Üstelik yeni “Filistin polis güçleri”, BM nezdinde Filistin Devleti’ni temsil eden Filistin Yönetimi altında faaliyet göstermeyecekleri için teknik olarak kendileri de devlet dışı aktörler konumunda olacak.
Öyle olsalar bile ne ABD ne de İsrail rejimi Filistin’i bir devlet olarak tanıyor. Dolayısıyla, yeni “Filistin polis güçlerini” silahlandırmak, teknik açıdan silahlı bir devlet dışı aktör yaratmak anlamına gelecek ve bu yapı belki de İsrail’in Güney Lübnan Ordusu benzeri bir oluşuma hazırlanıyor olabilir.
ABD kontrolündeki BM sisteminin başarısızlıkları
Başlangıçta hem Rusya hem de Çin, Filistin halkına karşı doğası gereği önyargılı olduğunu belirterek ABD’nin karar tasarısına itiraz etmişti. Moskova, karşı bir tasarı önerisi bile sunmuş, bu da BMGK 2803 sayılı Kararını veto edeceği spekülasyonlarına yol açmıştı.

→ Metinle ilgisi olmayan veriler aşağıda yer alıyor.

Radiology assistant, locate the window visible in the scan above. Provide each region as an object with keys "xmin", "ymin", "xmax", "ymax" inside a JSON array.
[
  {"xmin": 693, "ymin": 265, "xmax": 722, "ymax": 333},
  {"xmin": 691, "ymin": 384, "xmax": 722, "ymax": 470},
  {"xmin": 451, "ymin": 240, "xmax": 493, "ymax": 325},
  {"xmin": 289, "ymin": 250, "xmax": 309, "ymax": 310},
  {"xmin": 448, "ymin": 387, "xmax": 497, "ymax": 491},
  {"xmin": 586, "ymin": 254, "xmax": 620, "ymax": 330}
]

Buna karşılık ABD, Rusya veya Çin’den birinin kararı veto etmesi halinde, sanki henüz bozulmamış gibi, İsrailli müttefiklerine ateşkesi bozma konusunda yeşil ışık yakacağı sinyalini verdi.
Aynı zamanda, Hamas’ın Cezayir’e karşı çıkması yönünde doğrudan çağrıda bulunmasına rağmen, BM Güvenlik Konseyi’nin Arap ve Müslüman çoğunluklu üyeleri tasarıyı övmeye başladı.
Bu devletler, birçok Filistinlinin “rejim değişikliği” kararı olarak gördüğü şeyi desteklemek için sıraya girdi; hatta Cezayir, Trump’a övgüler düzdü.
Bu durum Pekin ve Moskova’yı zor bir konumda bıraktı: Ya vetolarını kullanarak ateşkesin tamamen çökmesini göze alacaklar ya da çekimser kalarak itirazlarını kenardan dile getireceklerdi.
Nihayetinde ikincisini seçtiler ve ABD’nin gündemini Güvenlik Konseyi’nden geçirmesine izin vererek Washington’ın küresel sahnedeki hakimiyetini bir kez daha göstermiş oldular.
Rusya’nın BM Daimi Temsilcisi Vasiliy Nebenzya, oturum sırasında yaptığı uyarıda, kararın mevcut ifadesiyle UİG’in savaşın bir tarafı haline gelebileceğini belirtti. Ayrıca ABD’yi, üye devletlerin desteğini sağlamak için onlara baskı yapmakla suçladı.
Çin’in BMGK Daimi Temsilcisi Fu Çong da benzer şekilde, ABD’nin “Konseyi Gazze’nin geleceği ve kaderi konusunda kritik bir karar almaya zorladığını” savunarak, üye devletlerce dile getirilen birçok endişenin görmezden gelindiğini ekledi.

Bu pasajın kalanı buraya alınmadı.